Right, during k8s pod creation we would create the group and name it
something that makes sense to the operator as an example. I'm sure there
are lots of scenarios user-space can do. However, they almost always
involve more than 1 application together in our scenarios.

> > When you have a lot of containers, you also want to limit how many
> > tracepoints each container can create, even if they are given access to
> > the tracefs file. The per-group can limit how many events/tracepoints
> > that container can go create, since we currently only have 16-bit
> > identifiers for trace_event's we need to be cautious we don't run out.
>
> I agree, we need to have a knob to limit it to avoid DoS attack.
>
> > user_events in general has tracepoint validators to ensure the payloads
> > coming in are "safe" from what the kernel might do with them, such as
> > filtering out data.
>
> [...]
> > > > changing the system name of user_events on a per-namespace basis.
> > >
> > > What is the "system name" and how does it protect against namespaces
> > > messing with each other?
> >
> > trace_events in the tracing facility require both a system name and an
> > event name. IE: sched/sched_waking, sched is the system name,
> > sched_waking is the event name. For user_events in the root group, the
> > system name is "user_events". When groups are introduced, the system
> > name can be "user_events_<GUID>" for example.
>
> So my suggestion is using PID in root pid namespace instead of GUID
> by default.
>

By default this would be fine as long as admins can change this to a larger
group before activation for our purposes. PID however, might be a bit
too granular of an identifier for our scenarios as I've explained above.

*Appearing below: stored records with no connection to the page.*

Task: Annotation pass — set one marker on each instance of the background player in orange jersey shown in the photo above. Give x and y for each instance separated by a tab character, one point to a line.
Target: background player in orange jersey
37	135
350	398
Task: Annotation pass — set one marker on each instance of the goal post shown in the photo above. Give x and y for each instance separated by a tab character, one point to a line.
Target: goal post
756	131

I think these logical steps make sense:
1. Create "event namespace" (Default system name suffix, max count)
2. Setup "event namespace" (Change system name suffix, max count)
3. Attach "event namespace"

I'm not sure we know what to attach to in #3 yet, so far both a tracer
namespace and user namespace have been proposed. I think we need to
answer that. Right now everything is in the root "event namespace" and
is simply referred to by default as "user_events" as the system name
without a suffix, and with the boot configured max event count.

Thanks,
-Beau

> Thank you,
>
>
> --
> Masami Hiramatsu (Google) <mhiramat@xxxxxxxxxx>